One example of declaring our right of food independence would be to support and defend the liberties of all American dairy farmers to produce and sell raw milk. These farmers should be able to do so without fear of prosecution, whether it be by state officials as in the case of Dan Brown in Hancock County or FDA swat teams targeting an Amish farmer from Pennsylvania for selling raw milk across state lines.
Moving forward beyond just raw milk, we should continue to find ways to help defend and protect the liberties of the American farmer as well as the American consumer who chooses to buy their products – especially the small, local farmer we all support in our own backyard.
We should therefore oppose all attempts by the Federal Government to make the lives of our farmers more costly and difficult by opposing any type of National Animal ID and/or Farm Premise ID program as well as forcing farmers to obtain a commercial driver’s license in order to drive their tractors.

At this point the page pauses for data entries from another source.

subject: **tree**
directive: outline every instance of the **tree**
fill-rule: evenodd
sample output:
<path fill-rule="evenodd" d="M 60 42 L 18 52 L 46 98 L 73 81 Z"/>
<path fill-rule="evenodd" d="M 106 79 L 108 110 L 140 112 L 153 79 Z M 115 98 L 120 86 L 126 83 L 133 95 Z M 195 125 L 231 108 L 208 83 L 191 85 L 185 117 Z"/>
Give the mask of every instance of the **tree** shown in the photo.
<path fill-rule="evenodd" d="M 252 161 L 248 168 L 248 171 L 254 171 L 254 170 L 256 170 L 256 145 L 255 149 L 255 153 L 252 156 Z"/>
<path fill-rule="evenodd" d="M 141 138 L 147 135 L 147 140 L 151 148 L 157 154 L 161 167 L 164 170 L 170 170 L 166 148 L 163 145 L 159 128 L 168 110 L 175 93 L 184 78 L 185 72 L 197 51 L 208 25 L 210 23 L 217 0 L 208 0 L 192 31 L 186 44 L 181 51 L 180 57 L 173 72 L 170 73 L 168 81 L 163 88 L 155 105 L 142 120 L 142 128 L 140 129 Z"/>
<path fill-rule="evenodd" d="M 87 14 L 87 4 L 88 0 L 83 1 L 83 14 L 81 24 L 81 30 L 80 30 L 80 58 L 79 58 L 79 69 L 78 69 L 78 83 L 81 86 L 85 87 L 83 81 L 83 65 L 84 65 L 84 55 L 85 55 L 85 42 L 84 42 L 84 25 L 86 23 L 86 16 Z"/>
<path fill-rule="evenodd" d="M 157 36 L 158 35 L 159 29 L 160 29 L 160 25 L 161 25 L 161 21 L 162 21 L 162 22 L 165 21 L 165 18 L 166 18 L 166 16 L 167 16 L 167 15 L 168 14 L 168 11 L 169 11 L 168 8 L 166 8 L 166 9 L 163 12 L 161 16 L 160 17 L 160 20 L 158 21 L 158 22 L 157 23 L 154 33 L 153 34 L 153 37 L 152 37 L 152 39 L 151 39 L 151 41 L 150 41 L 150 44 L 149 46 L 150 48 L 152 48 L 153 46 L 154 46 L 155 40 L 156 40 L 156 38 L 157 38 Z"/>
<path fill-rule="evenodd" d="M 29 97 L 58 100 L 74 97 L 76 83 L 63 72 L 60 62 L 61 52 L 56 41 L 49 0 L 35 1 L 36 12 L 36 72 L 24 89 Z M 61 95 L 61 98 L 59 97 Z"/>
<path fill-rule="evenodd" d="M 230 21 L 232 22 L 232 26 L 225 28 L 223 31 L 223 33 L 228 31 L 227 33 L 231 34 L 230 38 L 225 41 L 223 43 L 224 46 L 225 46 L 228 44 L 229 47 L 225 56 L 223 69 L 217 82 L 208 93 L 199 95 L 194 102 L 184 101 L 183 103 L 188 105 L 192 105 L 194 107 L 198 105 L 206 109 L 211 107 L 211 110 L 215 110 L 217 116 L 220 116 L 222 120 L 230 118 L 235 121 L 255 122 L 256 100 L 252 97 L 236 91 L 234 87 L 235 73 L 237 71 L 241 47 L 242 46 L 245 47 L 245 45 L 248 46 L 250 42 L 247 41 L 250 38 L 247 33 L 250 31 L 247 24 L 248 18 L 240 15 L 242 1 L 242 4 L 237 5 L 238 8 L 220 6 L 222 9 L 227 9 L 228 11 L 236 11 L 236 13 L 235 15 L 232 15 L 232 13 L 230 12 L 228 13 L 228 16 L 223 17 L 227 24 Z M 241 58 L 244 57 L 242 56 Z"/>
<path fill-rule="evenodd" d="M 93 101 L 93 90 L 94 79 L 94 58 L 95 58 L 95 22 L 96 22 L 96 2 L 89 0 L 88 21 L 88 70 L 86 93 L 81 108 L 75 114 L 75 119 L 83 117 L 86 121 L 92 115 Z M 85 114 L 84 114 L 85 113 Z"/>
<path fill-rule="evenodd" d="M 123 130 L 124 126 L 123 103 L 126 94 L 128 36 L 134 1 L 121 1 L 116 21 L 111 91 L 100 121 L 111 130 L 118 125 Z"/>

Such programs have been proposed in the recent past and may yet come back again. Not only are these programs unconstitutional, but written to protect the interests of large agricultural interests while imposing an undue burden which ultimately punishes the small farmer.
We should continue to support and defend the liberties of the Americans who have promoted and adopted the local food ordinance – most recently exhibited by some of our fellow Mainers in Hancock County.
We should actively work to reduce the size, scope and influence of the FDA and USDA.
Finally, it is our duty as American citizens to protect the American farmer from an agenda that threatens their very livelihood. No liberty is more basic than the ability of free men and women to support their local farmer.